• DNG efficacious at single and repeated dose
• In cervical dystonia Phase III study, DNG significantly superior to placebo. Non-inferiority versus Dysport® at week 4 not demonstrated
• In glabellar lines Phase II study, DNG superior to placebo and comparable to Dysport®
• DNG safety profile consistent with known profile of Dysport®
In the light of these results, Ipsen announces its intention to file the first ready-to-use liquid toxin A in Europe and in the Rest of the World1 (ROW).
Pr. Werner Poewe (International Principal Investigator of the study) said: “This is the very first international Phase III trial to show that a liquid toxin A is safe and efficacious. Although the statistical non-inferiority criterion between DNG and Dysport® was not formally met in the Double Blind Phase of the trial, this is unlikely to reflect clinical meaningful differences between the two formulations. In addition, the Open Label Long Term data show sustained and robust efficacy of DNG with a good safety profile. These important results will help the medical community to assess the place of a ready-to-use liquid toxin A in the treatment options for patients suffering from cervical dystonia.”
Claude Bertrand, Executive Vice-President Research & Development and Chief Scientific Officer of Ipsen commented: “With these studies, we confirm our role of pioneer in the field of toxins and our leadership in developing innovative therapeutic solutions. Ipsen’s ambition is to become the first company to file a ready-to-use liquid toxin A, which should meet the expectations of physicians by potentially providing a new treatment option for patients.”
DNG was clinically and statistically superior to placebo in the cervical dystonia Phase III study at the dose of 500 units at week 4 after single dose (adjusted mean reduction of 12.5 with DNG versus 3.9 with placebo as assessed by the Toronto Western Spasmodic Torticollis Rating Scale, or TWSTRS, total score).
1 Latin America, Middle East and Asia (ex Japan and China)

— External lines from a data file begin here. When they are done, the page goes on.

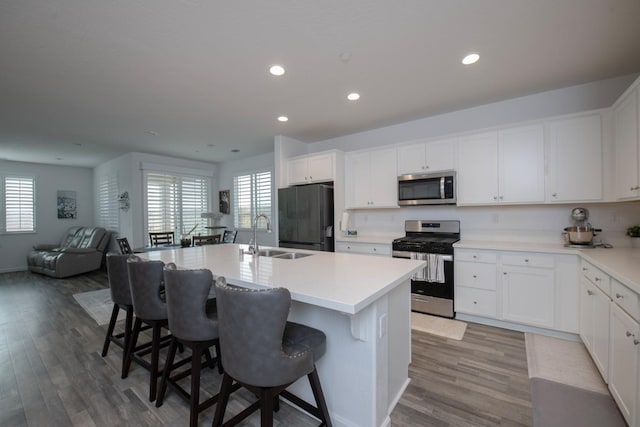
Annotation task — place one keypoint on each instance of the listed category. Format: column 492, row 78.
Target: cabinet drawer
column 475, row 256
column 626, row 299
column 475, row 275
column 596, row 276
column 475, row 301
column 528, row 260
column 367, row 249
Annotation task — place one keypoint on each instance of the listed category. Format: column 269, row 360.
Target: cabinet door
column 384, row 179
column 625, row 118
column 411, row 159
column 623, row 377
column 521, row 162
column 297, row 171
column 320, row 168
column 575, row 160
column 357, row 181
column 528, row 295
column 478, row 169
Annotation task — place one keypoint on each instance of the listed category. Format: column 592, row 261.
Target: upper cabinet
column 371, row 179
column 310, row 169
column 426, row 157
column 504, row 166
column 626, row 140
column 575, row 159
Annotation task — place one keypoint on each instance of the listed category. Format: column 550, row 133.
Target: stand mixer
column 580, row 235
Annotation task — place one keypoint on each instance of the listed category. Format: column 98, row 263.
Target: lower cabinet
column 527, row 288
column 594, row 324
column 379, row 249
column 623, row 378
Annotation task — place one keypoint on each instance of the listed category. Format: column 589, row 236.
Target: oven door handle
column 407, row 255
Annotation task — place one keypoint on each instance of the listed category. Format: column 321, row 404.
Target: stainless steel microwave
column 437, row 188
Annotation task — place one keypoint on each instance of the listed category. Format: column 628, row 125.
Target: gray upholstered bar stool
column 121, row 297
column 193, row 321
column 146, row 281
column 264, row 353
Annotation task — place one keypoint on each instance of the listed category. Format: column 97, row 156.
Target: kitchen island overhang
column 361, row 303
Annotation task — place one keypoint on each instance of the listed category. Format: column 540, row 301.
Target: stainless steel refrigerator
column 305, row 217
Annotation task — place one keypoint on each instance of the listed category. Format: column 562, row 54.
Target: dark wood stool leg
column 112, row 324
column 223, row 399
column 134, row 340
column 266, row 408
column 155, row 356
column 127, row 336
column 314, row 381
column 167, row 371
column 196, row 362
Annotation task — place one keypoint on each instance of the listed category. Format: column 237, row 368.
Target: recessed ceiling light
column 277, row 70
column 472, row 58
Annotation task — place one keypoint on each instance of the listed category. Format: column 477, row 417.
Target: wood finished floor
column 51, row 371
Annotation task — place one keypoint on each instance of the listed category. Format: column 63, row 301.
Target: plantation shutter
column 252, row 196
column 108, row 215
column 19, row 204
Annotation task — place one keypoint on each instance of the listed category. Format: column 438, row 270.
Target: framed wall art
column 67, row 205
column 225, row 201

When compared to Dysport®, DNG did not demonstrate the statistical non-inferiority in efficacy at week 4 (adjusted mean reduction of 12.5 with DNG versus 14.0 with Dysport® in TWSTRS total score). This efficacy difference is unlikely to be of clinical relevance.
After repeated dose, DNG showed comparable efficacy to that of Dysport® as observed in former Phase III studies1.

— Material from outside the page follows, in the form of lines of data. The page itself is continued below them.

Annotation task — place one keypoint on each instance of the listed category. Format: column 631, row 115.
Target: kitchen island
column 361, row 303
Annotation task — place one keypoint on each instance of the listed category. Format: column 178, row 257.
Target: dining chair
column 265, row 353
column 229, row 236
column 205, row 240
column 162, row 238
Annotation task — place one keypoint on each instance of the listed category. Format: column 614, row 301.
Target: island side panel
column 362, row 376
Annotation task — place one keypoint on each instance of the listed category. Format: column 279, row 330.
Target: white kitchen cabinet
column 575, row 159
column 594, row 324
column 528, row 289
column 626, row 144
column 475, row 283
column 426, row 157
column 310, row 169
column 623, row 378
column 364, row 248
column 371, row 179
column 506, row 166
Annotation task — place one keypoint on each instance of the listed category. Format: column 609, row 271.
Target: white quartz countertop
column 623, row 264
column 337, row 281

DNG was clinically and statistically superior to placebo and comparable to Dysport® in the glabellar lines Phase II study at the dose of 50 units after single dose.
Across the studies, DNG showed safety profiles consistent with the known safety profile of Dysport®.
Regarding DNG stability, analysis is still ongoing. The stability data trends are positive, providing confidence of achieving a commercially viable product. Ipsen is continuing stability testing to establish maximum shelf life across full product range.
On the basis of these results and feedback from the Principal Investigator of the Phase III study, Ipsen intends to initiate a dialog with key agencies on the regulatory approach to file the first ready-to-use liquid toxin A in Europe and ROW2.
Dysport® is an injectable form of botulinum toxin type A (BoNT-A), which is isolated and purified from Clostridium BTX-A bacteria. The product is supplied as a lyophilised powder.
Dysport® was first registered for the treatment of blepharospasm and hemifacial spasm in the United Kingdom in 1990, and is licensed in more than 75 countries for various indications including: blepharospasm, adult upper and lower limb spasticity, hemifacial spasm, spasmodic torticollis (previously referred to as cervical dystonia), paediatric spasticity due to cerebral palsy, axillary hyperhidrosis, and glabellar lines.
About Dysport® Next Generation
Dysport® Next Generation is a ready-to-use liquid botulinum toxin A solution. This product offers the advantage to simplify the preparation of the drug to be injected, help physicians focus on patient care and potentially increase safety by reducing the risk of preparation errors.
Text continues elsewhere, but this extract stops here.